My father became more and more tense, as the pressure of the ulema, the religious people of the district, grew more and more every month. Guna, a sin. This word penetrated me like a poison arrow. Th
roughout my childhood, I saw no wrong in wearing boys’ clothes, those that my own parents gave me. And now in the eyes of the neighbors, in the eyes of my father, in the eyes of Allah, I was the incarnation of evil.

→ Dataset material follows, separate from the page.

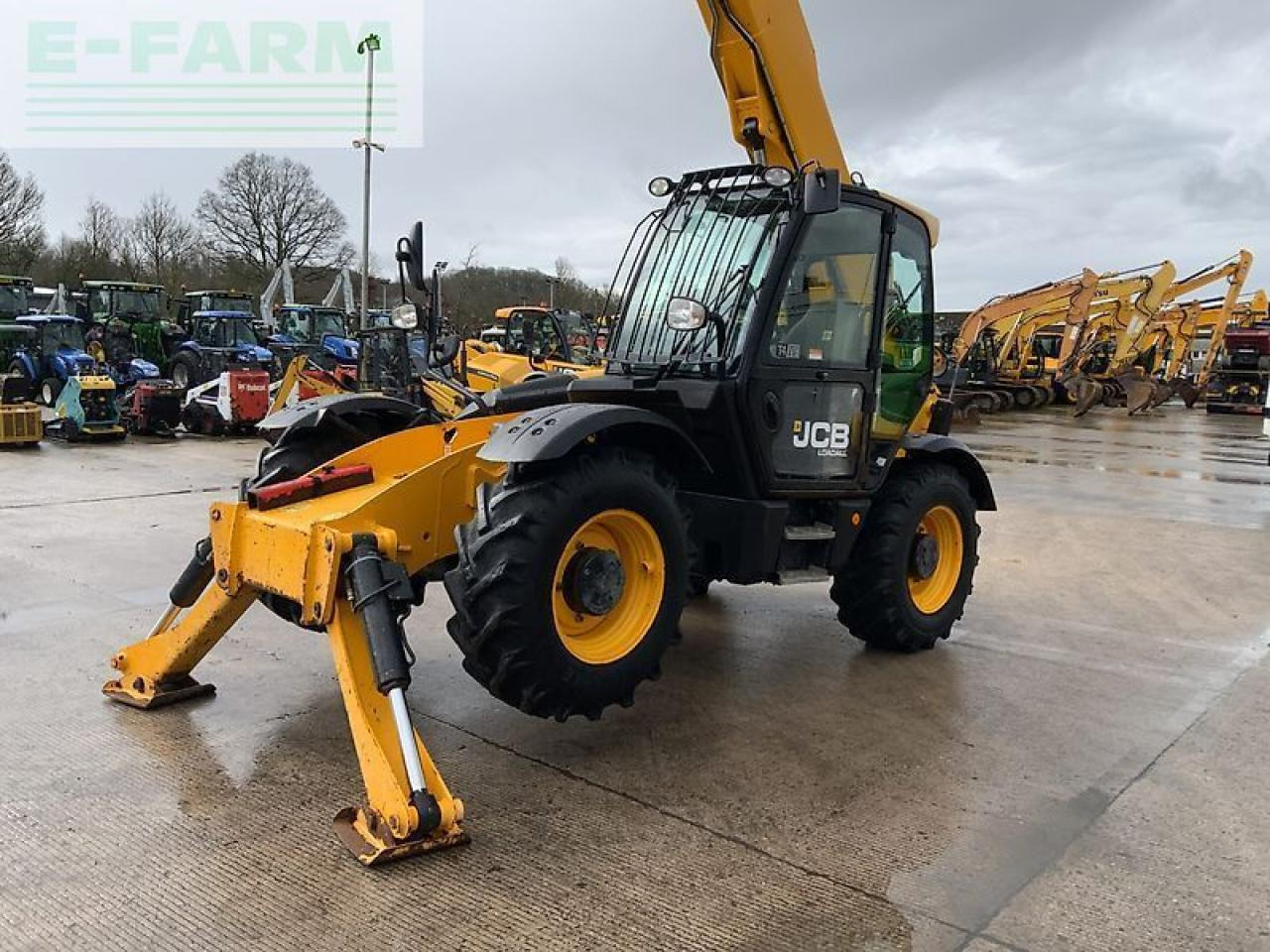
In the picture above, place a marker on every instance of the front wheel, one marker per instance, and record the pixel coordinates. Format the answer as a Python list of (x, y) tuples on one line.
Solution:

When I was fifteen years old, I understood that my behavior was anti-Islamic. The mullah I had known since my childhood took me aside. We sat opposite one another on the living room carpet. It was light and pleasant; we all respected him. This was the first time that he had ever addressed me with such firmness.
“Ukmina, listen to me well. Islam does not accept women wearing men’s clothing. If a woman does this, she loses her identity and her place in society. A woman has particular emotions because it is a weak creature; it is the contrary for men. You cannot change your name, Ukmina. A woman, by definition, is soft; this is not the case for men. Therefore, when a woman hides herself under men’s clothing, she changes herself and becomes a man, and this is outlawed.”
“But I want to be free like the men!”
He looked at me, horrified by what I had just said.
“There is no sense in that, Ukmina. A woman cannot gain freedom just by changing her clothing. It is not freedom that she gains, but suffering. She loses her respect and becomes an insult to the society, which insults her in return. Then what do you say, Ukmina? Women are free! They can move about and travel. They need only to be accompanied by their husbands. They can leave the house with a close friend, it is not a problem, and even to go to work, so long as they are accompanied on their journey. You must understand, Ukmina: a woman that wears men’s clothing is committing a crime. Islam does not accept this at all.”
With that said, he got up and left me alone on my carpet. This speech did nothing to change my determination—quite the contrary. Manirula had said that I was stubborn. Well, I had a reason!